Par Nicole James

Avec 25 pays inscrits et plus de 43 nationalités représentées, l’année dernière encore les adolescents de TeenStreet (TS) nous sont venus de tous les horizons. Si certains groupes de jeunes font de TS un événement annuel et ramènent des teens par dizaines, d’autres responsables réunissent des adolescents venant de nombreuses églises différentes. Pour certains ados, TS est le seul endroit où ils ont l’occasion de rencontrer d’autres chrétiens de leur âge.

France

Maïa, 17 ans, et Iona, 15 ans, se sont rencontrées à TS. Iona nous raconte : « je n’ai pas d’amis chrétiens à l’école et je n’ai qu’un ami chrétien à l’église ». Bien sûr, elle a des amis à TS, mais ils vivent loin de chez elle. De son côté, Maïa a un groupe de jeunes d’environ 15 membres, mais elle n’a que deux amis chrétiens au lycée.

Elle dit que TS lui permet «  de se sentir renaître et de faire le plein d’énergie pour l’année. »

Iona confirme que TS « lui donne un coup de pouce pour continuer l’année. Peu importe d’où viennent les gens ou le fait qu’on ne les connaisse pas : on a l’impression d’être une grande famille. »

Turquie

Cette année, 7 ados turcs ayant entre 15 et 17 ans ont assisté à TS, la plupart d’entre eux ont très peu, voire pas du tout d’amis chrétiens à l’école.

Isa, 16 ans, et Ali, 17 ans, sont cousins. Ils ont fait quelques recherches en ligne avant de s’inscrire. « J’ai vu des photos de foules qui louaient Dieu depuis les gradins (Main hall).
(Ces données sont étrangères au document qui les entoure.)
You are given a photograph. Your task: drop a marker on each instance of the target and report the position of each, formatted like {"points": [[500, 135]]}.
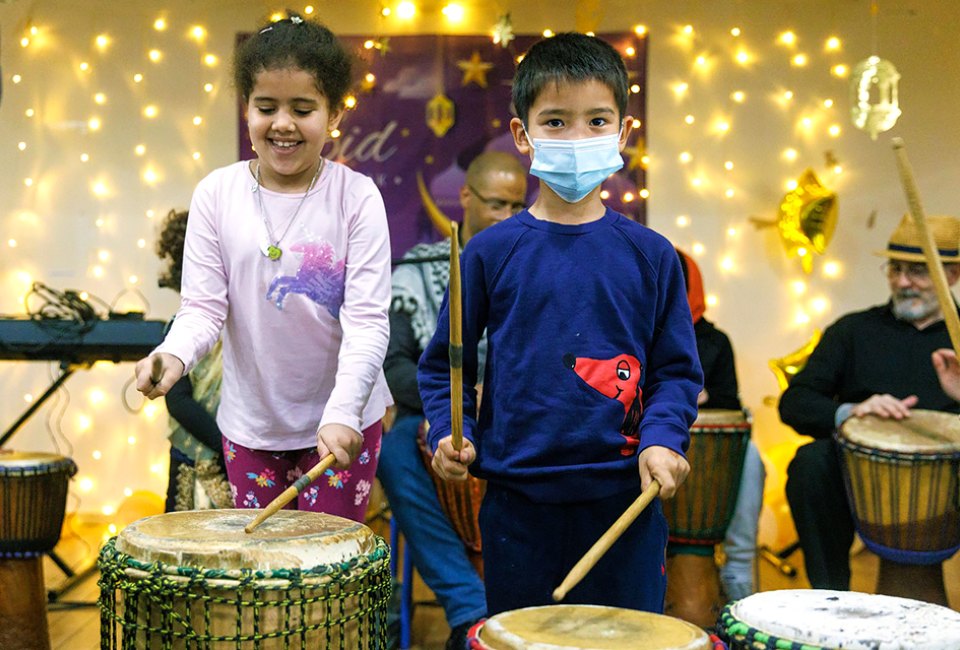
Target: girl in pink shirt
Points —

C’est une des raisons pour lesquelles j’ai pensé que TS pourrait être une bénédiction et que j’ai eu envie de venir. »

Lorsqu’on demande à ces jeunes ce que leur inspire le fait de louer l’Éternel aux côtés de 4 000 autres jeunes, leurs réponses contiennent toutes un thème commun : la liberté.

Samuel, 17 ans, dit qu’il se sent libre de louer Dieu en levant les mains, en effet son église en Turquie ne voit pas d’un bon œil ce type de comportement.

Yoel, 16 ans, affirme que : « voir de nombreux jeunes de mon âge partager ma foi me donne du courage. »

Les ados turcs vivent dans un pays majoritairement musulman, ils font donc face à de nombreux défis allant de la simple méfiance de leurs pairs à du véritable harcèlement. Egemen, 15 ans, nous dit que « les gens ont du mal à comprendre que l’on puisse être à la fois turc et chrétien ».

D’après Matthias, 15 ans, « il est parfois très difficile de garder confiance en Dieu. Mais je me rends compte une fois de plus que Jésus est toujours là pour nous et avec nous. Il nous aime… Dieu est notre roc inébranlable. Nous pouvons tout faire par l’Éternel, et Il nous protège ».

Danemark

Emilie, 13 ans, Hanna, 14 ans, Catherine, 13 ans et Miriam, 14 ans, viennent du Danemark. Aucune d’entre elles n’a d’amis chrétiens à l’école (à l’exception de Miriam et Hanna qui sont dans le même établissement, mais pas dans la même classe).

Le Danemark est un pays dit « chrétien », mais Emilie nous explique que « les gens se disent tolérants, mais [quand on est chrétien] on ne se sent pas accepté ».

Maja, 15 ans, ajoute qu’ « il y a peu de jeunes chrétiens et on a l’air bizarre quand on parle de Jésus ».

Hanna, quant à elle, affirme qu’être à TS « réveille la foi. Il est difficile d’être chrétien dans une école publique, les gens ont des comportements qui nous éloignent de Jésus ».

« À l’école, on se sent loin de Dieu, alors qu’à TS on rencontre Dieu » fait remarquer Catherine.

Etats-Unis

Joseph, 16 ans, Joanna, 15 ans, Joshua, 16 ans et Michael, 14 ans, (des Américains d’origine coréenne) affirment avoir peu d’amis chrétiens à l’école. De plus, d’après Michael, ceux qui se disent chrétiens ne se comportent pas toujours comme tel.

Joanna dit que : « ces derniers temps, aux États-Unis, de nombreux comportements généralisés vont à l’encontre de notre foi chrétienne. C’est difficile d’être la seule personne à s’opposer ».

« Parler de sa foi est compliqué » ajoute Joshua.

À l’école, Michael a du mal à se faire accepter de ses camarades non-chrétiens, mais « TS m’a donné la confiance nécessaire pour parler de ma foi ». Le thème de l’année dernière, inébranlable, l’a tout particulièrement touché. « Je suis toujours stressé à l’idée de partager la bonne nouvelle, mais maintenant, je suis moins inquiet et plus ouvert ».